The result of Gaussian elimination with partial pivoting is recorded as \(\mathbf{P}\bA = \bL\bU\), where \(\bP\) is a permutation matrix that tracks the row swaps.

Remark

(Permutation matrices) Multiplying by \(\bP\) reorders rows. Permutation matrices are orthogonal: \(\bP^{-1}=\bP^T\). Applying a permutation is cheap because no arithmetic is required; the code only reorders indices.

Remark

(Stability and Growth Factor) The numerical stability of LUP is characterized by the growth factor \(\rho = \max|u_{ij}| / \max|a_{ij}|\). If \(\rho\) is large, the solution may be inaccurate. Partial pivoting keeps \(\rho\) small in practice (typically \(O(n)\)), ensuring the algorithm is backward stable. While the theoretical worst-case growth is \(2^{n-1}\), such matrices are rarely encountered in engineering applications.

Exercise

Give a \(2 \times 2\) matrix where LU fails (due to a zero or small pivot) but LUP succeeds.
Why is \(\bP^{-1}\) trivial to compute for any permutation matrix? (Hint: consider \(\bP^T\)).
Complete pivoting (swapping both rows and columns) provides even stronger stability guarantees but is rarely used. Why? (Consider the trade-off between search cost and marginal stability gain).

10.3 Algorithm Cost Analysis

Understanding the computational cost is vital for choosing the right solver for large-scale engineering problems. The bulk of the work is in the factorization step.

There are two separate costs:

Factorization cost: Build \(\bL\) and \(\bU\) once. This costs \(O(n^3)\).
Solve cost: Use the factors for a specific \(\bb\). This costs \(O(n^2)\).

This distinction is the reason factorizations are valuable.

Remark

(Total Cost for \(k\) Right-Hand Sides) For a system with \(n\) unknowns and \(k\) different right-hand side vectors \(\bb\), the total cost is: \[ \begin{align} \text{Cost} = \frac{2}{3}n^3 + 2kn^2 \text{ flops}. \end{align} \] When \(k\) is large, the \(O(n^3)\) cost of factorization is amortized over many \(O(n^2)\) solves. For example, solving for 500 \(\bb\)’s for \(n=1000\) using one factorization is significantly faster than re-factorizing for each new \(\bb\).

Proof

Forward substitution solves \(\bL\by = \bb\) where \(\ell_{ii} = 1\). The \(i\)-th entry \(y_i\) is given by: \[ \begin{align} y_i = b_i - \sum_{j=1}^{i-1} \ell_{ij} y_j. \end{align} \] Counting the floating-point operations:

For a fixed \(i\), the summation requires \(i-1\) multiplications and \(i-1\) additions/subtractions.
Total flops: \(\sum_{i=1}^n 2(i-1) = 2 \sum_{k=0}^{n-1} k = 2 \frac{(n-1)n}{2} = n^2 - n\).

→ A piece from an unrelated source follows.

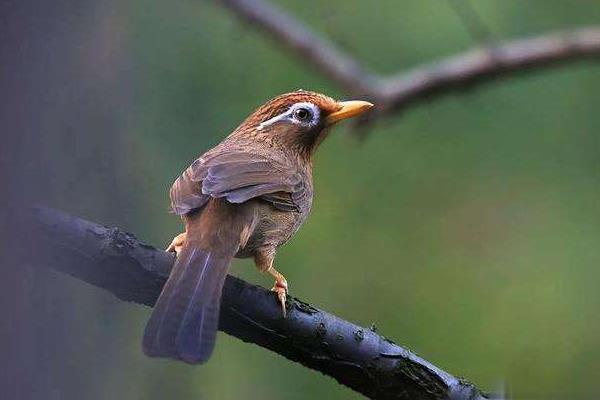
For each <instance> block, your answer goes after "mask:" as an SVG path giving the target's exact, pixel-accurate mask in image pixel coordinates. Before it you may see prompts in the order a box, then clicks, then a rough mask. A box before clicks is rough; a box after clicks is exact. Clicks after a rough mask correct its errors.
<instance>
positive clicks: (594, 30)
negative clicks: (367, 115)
mask: <svg viewBox="0 0 600 400" xmlns="http://www.w3.org/2000/svg"><path fill="white" fill-rule="evenodd" d="M219 3H220V4H223V5H224V6H225V7H227V8H228V9H229V10H231V11H232V12H233V13H234V14H235V15H236V16H238V17H239V18H240V19H241V20H243V21H245V22H248V23H250V24H251V25H252V26H254V27H256V28H258V29H260V30H261V31H263V32H264V33H265V34H266V35H268V36H270V37H271V38H272V39H273V40H274V41H275V42H276V43H277V44H279V45H280V46H282V47H284V48H286V49H287V50H288V51H289V52H290V53H292V54H295V55H297V56H298V57H299V59H300V60H301V61H302V62H304V63H306V64H309V65H312V66H313V67H314V68H315V69H316V70H318V71H320V72H321V73H322V74H323V75H325V76H326V77H328V78H329V79H330V80H331V81H333V82H335V83H336V84H338V85H340V86H341V87H342V88H343V89H344V90H345V91H346V92H347V94H348V95H351V96H353V97H359V96H361V97H365V98H366V99H369V100H371V101H373V102H374V103H375V104H376V106H377V107H376V110H377V111H378V113H377V115H379V116H381V115H386V114H397V113H399V112H400V111H403V110H405V109H406V108H408V107H410V106H414V105H416V104H419V103H420V102H421V101H422V100H424V99H426V98H431V97H432V96H441V95H444V94H446V93H451V92H456V91H458V90H461V91H462V90H463V89H464V88H465V87H466V86H469V87H473V86H477V85H481V84H483V83H487V82H491V81H493V80H494V79H498V78H504V77H509V76H513V75H517V74H520V73H523V72H525V71H530V70H533V69H541V68H544V67H548V66H553V65H558V64H561V63H565V62H570V61H577V60H583V59H591V58H598V57H599V56H600V26H591V27H587V28H581V29H577V30H573V31H567V32H555V33H547V34H543V35H540V36H537V37H532V38H528V39H520V40H514V41H507V42H504V43H497V44H496V45H495V46H494V51H493V52H490V51H486V50H482V49H475V50H471V51H467V52H465V53H462V54H458V55H456V56H453V57H450V58H447V59H442V60H439V61H435V62H431V63H429V64H424V65H421V66H418V67H415V68H413V69H411V70H408V71H405V72H400V73H398V74H395V75H392V76H389V77H381V76H378V75H376V74H373V73H371V72H368V70H367V69H366V68H364V67H363V66H362V65H361V64H360V63H359V62H358V61H357V60H355V59H354V58H353V57H351V56H349V55H347V54H345V53H343V52H342V51H341V50H339V49H338V48H336V47H334V46H333V45H332V44H331V43H330V42H328V41H326V40H324V39H323V38H321V37H319V36H318V35H317V34H315V33H314V32H312V31H311V30H310V29H309V28H308V27H306V26H305V25H304V24H303V23H302V22H300V21H298V20H297V19H295V18H294V17H292V16H291V15H289V14H287V13H285V12H284V11H283V10H281V9H279V8H277V7H275V6H274V5H272V4H271V3H268V2H266V1H263V0H220V1H219Z"/></svg>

For large \(n\), each triangular solve costs approximately \(n^2\) flops.

Remark

(Implementation rule) In NumPy/SciPy, use solve for one right-hand side or lu\_factor/lu\_solve when reusing a factorization. Do not form \(\bA^{-1}\) to solve a linear system.

Exercise

Sum the operations for forward substitution and show the cost is exactly \(n^2 - n\).
Use scipy.linalg.lu\_factor and lu\_solve for a system with 3 right-hand sides. Verify residuals.